HCI Track-A Evaluating UIs (Analytical) Week40

Posted Nov 19, 2024 Updated Nov 19, 2024

By Wei Xiong

7 min read

Evaluation in Human-Computer Interaction (HCI)

Introduction

This week, we delve into the critical topic of evaluation in Human-Computer Interaction (HCI). Evaluation is fundamental to the design process, and we will explore various forms, focusing specifically on analytical evaluation. Additionally, we’ll touch upon why evaluation is essential in the first place.

Why Do We Evaluate?

Determine Success

Regardless of whether you see yourself as an engineer, developer, scientist, or researcher, a common goal is to determine whether your theories, ideas, or designs actually work. Evaluation helps us:

Assess if we’ve fulfilled the project’s requirements and promises.
Understand when a project is complete.

Part of the Design Process

Evaluation isn’t just a final step to satisfy stakeholders; it’s an integral part of the design process:

Formative Evaluation: Conducted before or during the project to understand users, their needs, and how to build tools effectively.
Summative Evaluation: Conducted at the end of a design cycle to assess how well the system performs against certain criteria.
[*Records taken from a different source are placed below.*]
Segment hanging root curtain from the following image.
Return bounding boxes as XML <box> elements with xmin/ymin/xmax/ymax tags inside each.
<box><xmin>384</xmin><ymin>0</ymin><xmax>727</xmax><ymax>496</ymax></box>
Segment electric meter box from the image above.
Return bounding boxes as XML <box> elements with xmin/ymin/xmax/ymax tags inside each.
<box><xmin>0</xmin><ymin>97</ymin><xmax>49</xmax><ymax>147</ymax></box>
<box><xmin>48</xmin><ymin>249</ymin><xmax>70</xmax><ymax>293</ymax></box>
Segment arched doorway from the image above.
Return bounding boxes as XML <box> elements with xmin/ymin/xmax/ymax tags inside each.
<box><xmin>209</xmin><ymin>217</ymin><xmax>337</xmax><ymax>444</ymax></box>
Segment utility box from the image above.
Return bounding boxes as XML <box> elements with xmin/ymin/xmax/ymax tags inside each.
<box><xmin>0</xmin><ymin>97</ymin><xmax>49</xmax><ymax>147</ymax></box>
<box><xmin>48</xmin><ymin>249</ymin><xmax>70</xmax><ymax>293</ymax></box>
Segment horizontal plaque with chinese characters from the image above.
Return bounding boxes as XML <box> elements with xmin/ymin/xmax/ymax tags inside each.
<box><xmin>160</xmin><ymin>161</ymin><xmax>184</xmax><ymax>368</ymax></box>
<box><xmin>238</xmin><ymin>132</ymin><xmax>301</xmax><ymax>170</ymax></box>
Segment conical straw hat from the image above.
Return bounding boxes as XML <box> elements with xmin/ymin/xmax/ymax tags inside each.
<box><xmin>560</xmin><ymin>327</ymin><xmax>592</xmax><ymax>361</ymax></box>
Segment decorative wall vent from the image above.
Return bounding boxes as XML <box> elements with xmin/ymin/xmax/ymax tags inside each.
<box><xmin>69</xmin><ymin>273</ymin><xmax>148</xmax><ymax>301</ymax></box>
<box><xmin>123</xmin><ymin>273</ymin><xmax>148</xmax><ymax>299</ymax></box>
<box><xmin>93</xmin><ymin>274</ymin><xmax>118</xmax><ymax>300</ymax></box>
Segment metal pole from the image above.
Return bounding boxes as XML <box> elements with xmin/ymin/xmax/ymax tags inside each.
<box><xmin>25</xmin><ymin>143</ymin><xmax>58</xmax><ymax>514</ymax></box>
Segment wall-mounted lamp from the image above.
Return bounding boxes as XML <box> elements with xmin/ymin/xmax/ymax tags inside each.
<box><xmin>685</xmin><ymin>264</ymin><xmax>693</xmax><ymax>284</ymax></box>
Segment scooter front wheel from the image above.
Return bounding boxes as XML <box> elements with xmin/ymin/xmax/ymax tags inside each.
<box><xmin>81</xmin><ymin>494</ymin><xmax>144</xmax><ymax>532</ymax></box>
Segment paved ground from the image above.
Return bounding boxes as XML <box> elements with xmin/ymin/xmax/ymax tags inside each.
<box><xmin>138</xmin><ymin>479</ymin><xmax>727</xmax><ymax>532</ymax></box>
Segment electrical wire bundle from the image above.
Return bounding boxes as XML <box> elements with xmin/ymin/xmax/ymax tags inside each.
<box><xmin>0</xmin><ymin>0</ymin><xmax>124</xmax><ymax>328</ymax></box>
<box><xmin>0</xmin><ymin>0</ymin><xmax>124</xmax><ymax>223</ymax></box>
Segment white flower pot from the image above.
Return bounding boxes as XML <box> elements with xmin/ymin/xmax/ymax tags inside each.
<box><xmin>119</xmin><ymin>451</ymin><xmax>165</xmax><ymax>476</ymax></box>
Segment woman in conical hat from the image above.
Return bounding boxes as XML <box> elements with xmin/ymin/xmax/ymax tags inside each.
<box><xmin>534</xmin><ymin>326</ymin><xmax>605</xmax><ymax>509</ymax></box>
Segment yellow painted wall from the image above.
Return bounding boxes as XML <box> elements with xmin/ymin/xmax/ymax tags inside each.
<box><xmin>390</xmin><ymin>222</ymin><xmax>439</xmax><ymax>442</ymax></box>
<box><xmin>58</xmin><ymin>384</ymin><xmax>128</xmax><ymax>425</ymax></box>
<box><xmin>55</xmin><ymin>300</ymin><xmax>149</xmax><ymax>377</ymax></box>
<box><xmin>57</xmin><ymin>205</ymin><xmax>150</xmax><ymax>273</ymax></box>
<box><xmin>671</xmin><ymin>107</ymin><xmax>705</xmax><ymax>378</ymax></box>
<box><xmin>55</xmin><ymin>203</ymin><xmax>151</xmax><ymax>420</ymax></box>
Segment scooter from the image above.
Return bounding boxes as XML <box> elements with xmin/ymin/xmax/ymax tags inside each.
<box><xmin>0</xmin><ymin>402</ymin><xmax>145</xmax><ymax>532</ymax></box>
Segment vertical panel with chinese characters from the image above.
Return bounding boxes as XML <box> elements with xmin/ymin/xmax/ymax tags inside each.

Separates Amateurs from Professionals

Professionals validate and evaluate their work to ensure it meets high standards:

Avoids costly errors that can have significant financial or even life-threatening consequences.
Involves users early on to increase adoption and create better solutions.

Types of Evaluation

Formative vs. Summative Evaluation

Formative Evaluation:
- Conducted before or during the design process.
- Aims to improve the software by finding problems and informing design choices.
- Example: Understanding user needs, preferences, and contexts.
Summative Evaluation:
- Conducted after the system is built.
- Measures the system’s performance against predefined benchmarks or certifications.
- Example: Testing if the software meets accessibility standards.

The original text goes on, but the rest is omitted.